How this attack works
These attacks do not require a server or network vulnerability. Attackers overwhelm resources with legitimate-looking requests to exhaust CPU, memory, connection slots, or packet-handling capacity. Imagine a PO box that receives so much bulk mail in one day the post office must start returning mail because there’s no room — that’s what a DDOS does to a server.
This is what tipped us off:

What we observed
Typical VLAN traffic averages about 35 kbps. During the attack we saw interfaces stuck at 4+ Mbps, which is alarming even though the network can carry more than 10 Gbps. The problem here is packets-per-second that strain routers, not raw bandwidth. If we weren’t using octa-core routers and modern edge filters, some services would have dropped.

All traffic used user-agents reporting Mac 11 and Chrome 87, which we believe are forged. The bulk of requests originated from IP ranges in China, with occasional sources in the U.S., EU, and Russia. Right now they appear to be targeting an American Christian church site for bandwidth exhaustion.
On other sites, such as an office furniture site, attackers retried repeatedly over several hours to force downtime:

Mitigation status
So far we have mitigated the attack and it has not grown in strength. We have seen short bursts since it began, but upstream filters and our edge rules have been effective.

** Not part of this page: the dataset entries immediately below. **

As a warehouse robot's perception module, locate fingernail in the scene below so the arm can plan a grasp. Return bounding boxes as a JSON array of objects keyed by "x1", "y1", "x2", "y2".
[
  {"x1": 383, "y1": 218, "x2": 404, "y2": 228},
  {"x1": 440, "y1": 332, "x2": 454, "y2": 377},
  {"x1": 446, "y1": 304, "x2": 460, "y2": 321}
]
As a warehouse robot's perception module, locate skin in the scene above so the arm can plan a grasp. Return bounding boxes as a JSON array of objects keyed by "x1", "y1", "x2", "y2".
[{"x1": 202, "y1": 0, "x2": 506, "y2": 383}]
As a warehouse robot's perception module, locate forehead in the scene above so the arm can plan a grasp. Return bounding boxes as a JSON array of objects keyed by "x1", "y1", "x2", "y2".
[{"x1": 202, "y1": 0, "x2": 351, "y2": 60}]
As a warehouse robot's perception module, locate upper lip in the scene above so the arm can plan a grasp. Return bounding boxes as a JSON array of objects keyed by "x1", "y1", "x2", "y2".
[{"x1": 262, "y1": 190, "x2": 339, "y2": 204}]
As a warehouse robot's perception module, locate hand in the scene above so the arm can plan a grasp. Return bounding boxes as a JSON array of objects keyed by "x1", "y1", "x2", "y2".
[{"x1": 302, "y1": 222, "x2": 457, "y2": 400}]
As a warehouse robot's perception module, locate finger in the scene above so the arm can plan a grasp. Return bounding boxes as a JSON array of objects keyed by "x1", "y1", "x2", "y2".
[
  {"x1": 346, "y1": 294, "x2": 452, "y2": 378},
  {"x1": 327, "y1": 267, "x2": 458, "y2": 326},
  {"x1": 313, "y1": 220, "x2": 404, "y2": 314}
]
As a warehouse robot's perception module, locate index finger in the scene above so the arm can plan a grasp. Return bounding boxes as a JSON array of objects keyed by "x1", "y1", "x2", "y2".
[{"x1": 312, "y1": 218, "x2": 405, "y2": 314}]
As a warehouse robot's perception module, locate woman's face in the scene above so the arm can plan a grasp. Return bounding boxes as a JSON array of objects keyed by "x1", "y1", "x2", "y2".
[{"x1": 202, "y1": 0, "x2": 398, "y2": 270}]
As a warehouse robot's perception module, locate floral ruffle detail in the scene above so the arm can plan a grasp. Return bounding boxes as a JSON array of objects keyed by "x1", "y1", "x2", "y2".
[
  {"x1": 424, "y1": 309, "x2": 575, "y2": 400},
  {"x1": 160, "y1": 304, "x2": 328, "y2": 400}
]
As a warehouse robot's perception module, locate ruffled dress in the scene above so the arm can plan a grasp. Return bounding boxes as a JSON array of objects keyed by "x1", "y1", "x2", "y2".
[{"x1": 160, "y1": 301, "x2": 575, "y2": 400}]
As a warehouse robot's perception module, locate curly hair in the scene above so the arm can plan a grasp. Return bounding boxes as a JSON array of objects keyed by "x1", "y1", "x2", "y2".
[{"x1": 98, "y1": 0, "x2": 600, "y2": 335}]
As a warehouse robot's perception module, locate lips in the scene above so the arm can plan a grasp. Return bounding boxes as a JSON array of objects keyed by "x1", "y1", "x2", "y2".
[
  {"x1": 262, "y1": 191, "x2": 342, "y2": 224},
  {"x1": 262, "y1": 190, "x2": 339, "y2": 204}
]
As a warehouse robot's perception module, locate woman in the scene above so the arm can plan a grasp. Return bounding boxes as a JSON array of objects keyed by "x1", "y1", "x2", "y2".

We have collected more than 11,000 IPs making blanket requests. As upstream providers apply filters, the attackers’ effectiveness drops and the attack eases.

The attack pattern looks random across subnets and networks. It does not appear to target a specific site type beyond being U.S.-focused.
UPDATES
5:46 am: Our upstream providers report this may form part of a larger campaign meant to strain United States internet infrastructure. They see similar attacks across many customers.
5:52 am: We have almost entirely neutralized the initial DDOS surge.

11:00 am: Attackers shifted to Slowloris-style tactics, attempting to hold many slow connections and strain servers at the application layer. We adjusted timeouts and connection handling and again mitigated these attempts. The transition is visible below:

3:35 pm: Issue closed. Attacks have ceased and we do not expect further impact to our services at this time.
We will continue to monitor traffic and remain in constant contact with upstream providers. If anything changes, we will post updates here.